Contrairement à la plupart de ses coéquipiers, Franjo von Allmen progresse sans passer par les prestigieuses académies de ski. Lui suit pendant quatre ans une formation de charpentier, métier qui façonne encore plus sa silhouette imposante et qu’il continue parfois d’exercer l’été, entre deux séances de motocross, son autre passion.
«Ça m’a permis de ne pas me concentrer que sur le sport. J’ai dû travailler plus que les autres, ça m’a construit», a-t-il affirmé par le passé.
À 17 ans, son adolescence est marquée par le décès soudain de son père, qui a rencontré la famille en difficulté financière. Il poursuit sa carrière grâce à une campagne de financement participatif, avant d’intégrer l’équipe nationale.

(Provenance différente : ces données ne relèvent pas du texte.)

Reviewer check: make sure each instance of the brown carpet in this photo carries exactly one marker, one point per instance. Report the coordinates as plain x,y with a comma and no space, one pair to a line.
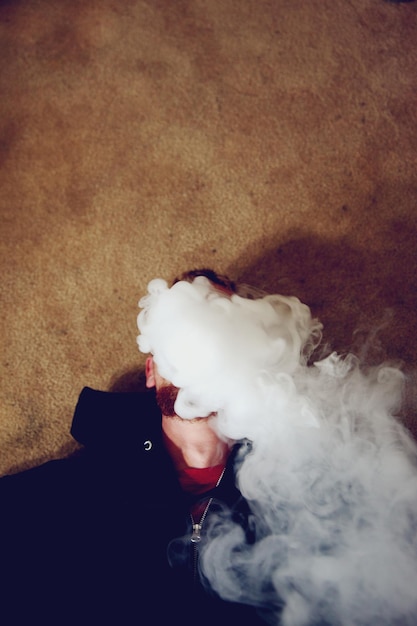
274,140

Sous les couleurs helvètes, Franjo von Allmen impressionne : en 2022, il est triple vice-champion du monde juniors en descente, en super-G et en combiné (individuel). L’enfant de Boltigen devient une star dans le village : la boucherie nomme même une saucisse à son nom, la «Franjo’s Wurst».
Un gros ronfleur!
Le skieur suisse, qui vit en colocation avec son frère (la grand-mère vient faire le ménage tous les mercredis!), appréciait jusque-là que sa notoriété ne dépasse pas trop les frontières des commerces locaux.
Avant les Jeux, von Allmen restait dans l’ombre de son aîné Marco Odermatt, superstar en Suisse, ce qui lui convenait d’autant plus qu’il peine à comprendre et à répondre aux questions qu’on lui pose en anglais.
«Je ne suis pas vraiment envieux de Marco par rapport à toutes les sollicitations qu’il a. Moins j’en ai, mieux c’est», affirmait-t-il la semaine dernière, quand il n’avait pas encore débuté sa razzia. Personnalité sympathique, Franjo von Allmen s’est intégré avec facilité dans l’équipe dorée du ski suisse, où sa bonne humeur est appréciée de tous. Personne ne veut cependant partager sa chambre : il ronfle trop fort.
Il a signé son premier top 10 dès sa troisième course en Coupe du monde en décembre 2023, est monté pour la première fois sur le podium en janvier 2024 lors du super-G de Garmisch, avant sa première victoire un an plus tard lors du super-G de Wengen.
Son premier grand coup d’éclat est venu en mars 2025, quand il est devenu champion du monde de la descente à Saalbach, sans s’être imposé auparavant dans la discipline en Coupe du monde. «Il est encore jeune, ça va être un énorme cador en descente. Quand il aura un peu plus d’expérience, il sera très dur à aller chercher», anticipait alors Nils Allègre. Onze mois plus tard, le Français n’aurait pas pu viser plus juste.